Sedangkan didalam kamar mandi Affan sedang mengguyur seluruh tubuhnya, dengan begini ia bisa menyembunyikan Semuanya, menenangkan diri dari pikiran liar yang dari tadi sudah berkelana di otaknya.

'untung honeymoon satu Minggu lagi." Pikir Affan.

Merasa sudah cukup segar, Affan keluar dari kamar mandi dengan air yang masih menetes di pipinya. Affan kembali mendengus kecewa saat melihat istrinya sudah lebih dulu tertidur di kasur tanpa menunggu dirinya, padahal tadi ia ingin menghabiskan waktu berdua dengan wanita itu.

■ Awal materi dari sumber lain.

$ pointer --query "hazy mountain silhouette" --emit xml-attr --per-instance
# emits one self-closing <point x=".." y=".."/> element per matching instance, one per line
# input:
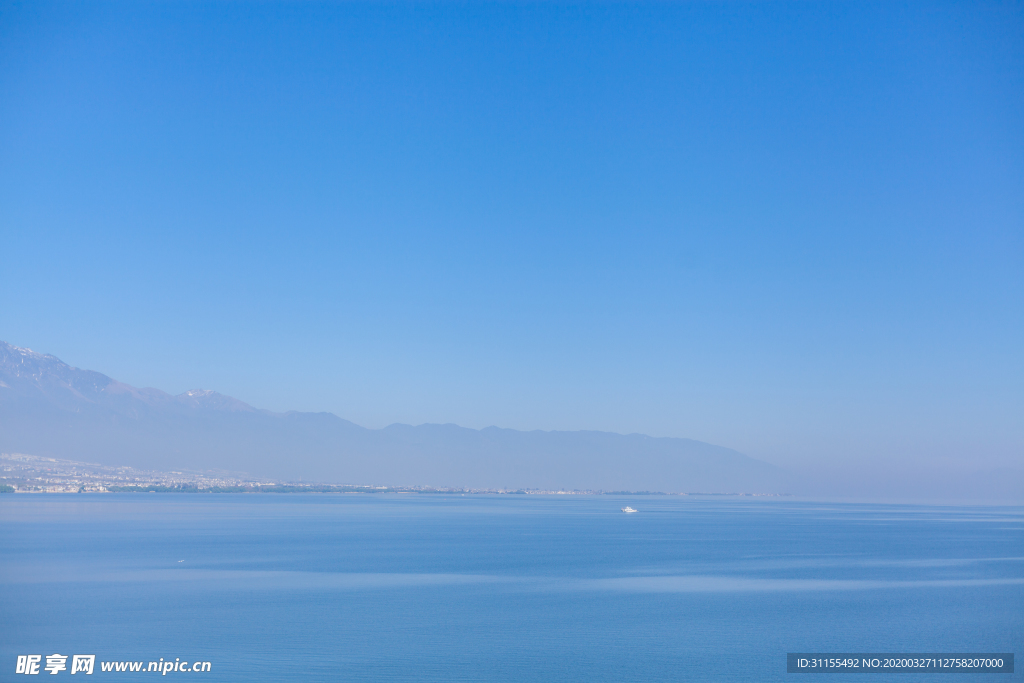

Ia mendekati Nana yang terlihat pulas dalam tidurnya, dengan lembut ia usab Surai hitam istrinya. Ahhh, ternyata dirinya benar harus puasa lebih lama lagi atau ...,

Karena sudah merasa bosan memandang wajah cantik itu, Affan ikut tertidur disamping-Nya. Dengan lembut ia menarik sang istri untuk masuk ke dalam pelukannya, agar bisa saling berbagi kehangatan untuk malam pertama mereka ini.

Tidak apa-apa sekarang dirinya gagal, tapi besok-besok ia akan melakukannya sampai puas. Astagfirullah ... Affan mengutuk dirinya sendiri dari pikiran gilanya itu, sejak kapan ia berubah begitu mesum sekarang. Tapi memang begitulah jika pengantin baru, pikiran tidak akan lepas dari berbau mesum.